Charles Cahier (26 February 1807 – 26 February 1882) was a French antiquarian, born Paris on February 26, 1807. He made his preparatory studies at the College of Saint-Acheul, and entered the Society of Jesus (the Jesuits) on September 7, 1824.
For some years he taught successively in its colleges at Paris, Brig in the Swiss canton of Valais, at Turin, and at Brugalette in Belgium. The greater part of his life, however, was devoted to the collection, classification, and interpretation of the countless treasures of medieval art surviving in France, Belgium, Germany, and elsewhere in Europe. They interested him not only as relics of its artistic skill, but chiefly as evidences of its Catholic faith.
As early as 1840 he began his collaboration with his Jesuit confrére, Father Arthur Martin, an excellent draughtsman, and chief collector of the mass of artistic material that Father Cahier classified and interpreted. Their first important work was a folio on the 13th century stained glass of the cathedral of Bourges, Monographie de la cathédrale de Bourges, première partie.
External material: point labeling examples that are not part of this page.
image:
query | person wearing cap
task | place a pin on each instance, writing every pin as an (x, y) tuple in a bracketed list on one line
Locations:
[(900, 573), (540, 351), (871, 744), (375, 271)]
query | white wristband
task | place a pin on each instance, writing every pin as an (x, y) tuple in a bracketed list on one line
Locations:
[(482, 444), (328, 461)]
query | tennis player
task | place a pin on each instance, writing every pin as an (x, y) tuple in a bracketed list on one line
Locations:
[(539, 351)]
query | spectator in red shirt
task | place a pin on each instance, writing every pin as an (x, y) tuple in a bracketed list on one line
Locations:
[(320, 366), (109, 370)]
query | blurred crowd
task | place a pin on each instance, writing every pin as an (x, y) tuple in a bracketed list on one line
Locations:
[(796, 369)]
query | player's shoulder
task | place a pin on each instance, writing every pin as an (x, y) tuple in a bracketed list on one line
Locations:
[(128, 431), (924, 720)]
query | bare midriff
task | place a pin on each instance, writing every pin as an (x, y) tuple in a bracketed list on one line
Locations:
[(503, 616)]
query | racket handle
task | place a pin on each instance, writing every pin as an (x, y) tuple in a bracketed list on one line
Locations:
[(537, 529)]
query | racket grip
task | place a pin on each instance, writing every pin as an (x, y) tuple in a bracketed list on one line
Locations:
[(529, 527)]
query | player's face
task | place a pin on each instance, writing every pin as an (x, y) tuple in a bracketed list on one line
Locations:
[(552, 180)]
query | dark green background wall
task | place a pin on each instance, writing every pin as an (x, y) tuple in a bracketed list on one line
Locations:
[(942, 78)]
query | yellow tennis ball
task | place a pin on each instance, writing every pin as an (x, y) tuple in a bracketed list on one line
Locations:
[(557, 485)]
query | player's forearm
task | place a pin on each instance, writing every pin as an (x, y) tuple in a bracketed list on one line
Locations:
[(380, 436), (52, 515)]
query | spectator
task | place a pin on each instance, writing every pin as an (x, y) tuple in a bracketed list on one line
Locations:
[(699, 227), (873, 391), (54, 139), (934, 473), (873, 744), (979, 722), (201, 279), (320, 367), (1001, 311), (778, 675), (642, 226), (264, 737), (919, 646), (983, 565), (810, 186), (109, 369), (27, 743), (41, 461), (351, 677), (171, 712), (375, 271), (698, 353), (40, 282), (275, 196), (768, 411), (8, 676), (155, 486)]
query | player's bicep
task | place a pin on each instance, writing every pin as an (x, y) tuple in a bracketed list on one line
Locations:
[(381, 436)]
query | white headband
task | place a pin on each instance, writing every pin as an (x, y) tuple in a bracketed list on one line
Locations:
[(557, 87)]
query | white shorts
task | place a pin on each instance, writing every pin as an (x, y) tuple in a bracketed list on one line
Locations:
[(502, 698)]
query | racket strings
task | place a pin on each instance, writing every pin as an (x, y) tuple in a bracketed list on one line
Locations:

Vitraux du XIIIe siècle (Paris, 1841–44); the substance of it is in Migne. Their most characteristic work is found in the valuable Mélanges d'archéologie, d'histoire, et de littérature etc. (Paris, 1848–59), four quarto volumes of illustrated dissertations on gold and silver church-plate, enamelled ware, carved ivories, tapestries, bas-reliefs, and paintings belonging to the Carolingian and Romanesque periods (9th to 12th century).
This contribution to the history of medieval art was followed later by four more volumes: Nouveaux mélanges d'archéologie, d'histoire, et de littérature sur le moyen-âge etc. (Paris, 1874–77), in the first volume of which is to be found a memoir of Father Martin by his collaborator. In the meantime Father Cahier had published a monograph in two folio volumes on the saints as grasped by the popular imagination, Caractéristiques des saints dans l'art populaire (Paris, 1867). In spite of his numerous digressions and parentheses, says Father Brucker, and a somewhat neglected style, Father Cahier is never wearisome; a vein of kindly but caustic humor runs through his pages, in which about pungent words and phrases, dictated, however, by candour and the love of truth. He was deeply versed in all kinds of curious medieval lore, and particularly in the "people's calendar" or every-day usages and customs connected with the liturgical life of the Church. He also wrote studies on Christmas and on Epiphany in Amide la religion (Paris, 1848–1849), and in his Calendrier populaire du temps passé in Revue de l'art chrétien (Paris, 1878).
He died at Paris on February 26, 1882.